Use the hash value ‘precalculated_hash’ instead of hashing the key. The hash value should be the same as hash_function() (key). Useful to speed-up the lookup if you already have the hash.
template < class K, class KE = KeyEqual, typename std::enable_if<has_is_transparent<KE>::value>::type* = nullptr > std::pair<const_iterator, const_iterator> equal_range(const K& key) const
This overload only participates in the overload resolution if the typedef KeyEqual::is_transparent exists. If so, K must be hashable and comparable to Key.
template < class K, class KE = KeyEqual, typename std::enable_if<has_is_transparent<KE>::value>::type* = nullptr > std::pair<const_iterator, const_iterator> equal_range( const K& key, std::size_t precalculated_hash ) const
This overload only participates in the overload resolution if the typedef KeyEqual::is_transparent exists. If so, K must be hashable and comparable to Key.
Use the hash value ‘precalculated_hash’ instead of hashing the key. The hash value should be the same as hash_function() (key). Useful to speed-up the lookup if you already have the hash.
void min_load_factor(float ml)
Set the min_load_factor to ml. When the load_factor of the map goes below min_load_factor after some erase operations, the map will be shrunk when an insertion occurs. The erase method itself never shrinks the map.
The default value of min_load_factor is 0.0f, the map never shrinks by default.
iterator mutable_iterator(const_iterator pos)
Convert a const_iterator to an iterator.
template <class Serializer> void serialize(Serializer& serializer) const
Serialize the map through the serializer parameter.
The serializer parameter must be a function object that supports the following call:
template<typename U> void operator()(const U& value);where the typesstd::int16_t,std::uint32_t,std::uint64_t,floatandstd::pair<Key, T>must be supported for U.
The implementation leaves binary compatibility (endianness, IEEE 754 for floats, …) of the types it serializes in the hands of the Serializer function object if compatibility is required.
template <class Deserializer> static robin_map deserialize( Deserializer& deserializer, bool hash_compatible = false )
Deserialize a previously serialized map through the deserializer parameter.
The deserializer parameter must be a function object that supports the following call:
template<typename U> U operator()();where the typesstd::int16_t,std::uint32_t,std::uint64_t,floatandstd::pair<Key, T>must be supported for U.

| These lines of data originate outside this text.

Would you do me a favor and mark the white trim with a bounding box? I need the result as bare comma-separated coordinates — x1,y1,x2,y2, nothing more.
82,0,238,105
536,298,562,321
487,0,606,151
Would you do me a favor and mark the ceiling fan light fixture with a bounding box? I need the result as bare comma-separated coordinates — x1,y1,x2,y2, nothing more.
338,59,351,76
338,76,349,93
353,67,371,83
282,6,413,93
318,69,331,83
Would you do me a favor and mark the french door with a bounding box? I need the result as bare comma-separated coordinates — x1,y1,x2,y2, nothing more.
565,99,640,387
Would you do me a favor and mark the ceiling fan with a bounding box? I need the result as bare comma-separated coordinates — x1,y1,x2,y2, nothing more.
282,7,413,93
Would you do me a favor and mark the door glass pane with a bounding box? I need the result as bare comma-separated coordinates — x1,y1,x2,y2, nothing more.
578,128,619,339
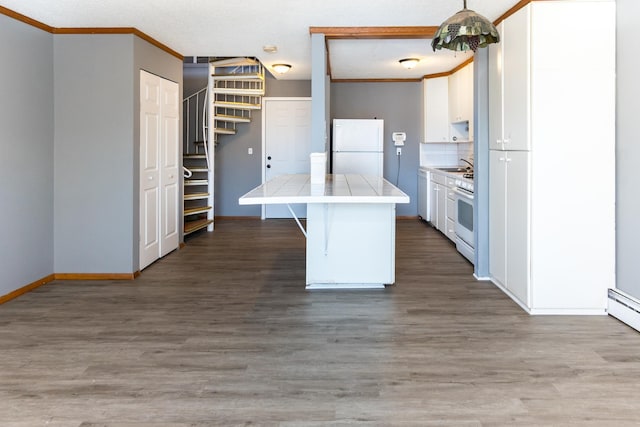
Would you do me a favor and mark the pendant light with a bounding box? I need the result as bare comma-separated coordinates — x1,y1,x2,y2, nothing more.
431,0,500,52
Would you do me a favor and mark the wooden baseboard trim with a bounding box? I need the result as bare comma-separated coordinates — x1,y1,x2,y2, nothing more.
54,271,140,280
0,271,140,305
0,274,55,304
215,216,260,221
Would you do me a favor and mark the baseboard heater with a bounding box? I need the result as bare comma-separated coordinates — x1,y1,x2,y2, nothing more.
607,289,640,331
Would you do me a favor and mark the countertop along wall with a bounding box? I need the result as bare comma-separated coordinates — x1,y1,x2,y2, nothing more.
331,82,422,216
0,14,54,297
616,0,640,299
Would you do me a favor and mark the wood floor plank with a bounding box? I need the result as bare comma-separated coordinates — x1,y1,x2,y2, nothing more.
0,220,640,427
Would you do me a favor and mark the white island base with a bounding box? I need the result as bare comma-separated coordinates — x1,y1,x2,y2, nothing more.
239,175,409,289
307,203,396,289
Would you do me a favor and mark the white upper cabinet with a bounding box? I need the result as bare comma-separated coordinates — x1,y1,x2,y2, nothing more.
422,76,450,143
449,62,473,142
489,7,531,151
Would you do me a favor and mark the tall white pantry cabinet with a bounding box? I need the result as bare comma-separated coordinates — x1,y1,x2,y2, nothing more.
489,1,615,314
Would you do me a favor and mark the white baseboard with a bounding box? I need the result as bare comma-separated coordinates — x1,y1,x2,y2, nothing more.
608,289,640,331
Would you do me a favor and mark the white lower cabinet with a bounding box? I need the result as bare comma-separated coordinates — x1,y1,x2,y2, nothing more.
442,176,456,242
489,151,531,307
429,172,447,233
429,171,456,242
489,0,616,314
417,170,431,221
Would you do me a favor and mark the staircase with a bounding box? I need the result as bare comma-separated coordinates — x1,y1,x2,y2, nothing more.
183,58,265,236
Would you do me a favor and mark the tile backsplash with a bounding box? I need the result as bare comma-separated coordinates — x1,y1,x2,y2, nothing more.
420,142,473,166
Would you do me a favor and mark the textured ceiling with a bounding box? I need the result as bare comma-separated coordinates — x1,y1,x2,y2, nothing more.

If the deserialized hash map type is hash compatible with the serialized map, the deserialization process can be sped up by setting hash_compatible to true. To be hash compatible, the Hash, KeyEqual and GrowthPolicy must behave the same way than the ones used on the serialized map and the StoreHash must have the same value. The std::size_t must also be of the same size as the one on the platform used to serialize the map. If these criteria are not met, the behaviour is undefined with hash_compatible sets to true.
The behaviour is undefined if the type Key and T of the robin_map are not the same as the types used during serialization.
The implementation leaves binary compatibility (endianness, IEEE 754 for floats, size of int, …) of the types it deserializes in the hands of the Deserializer function object if compatibility is required.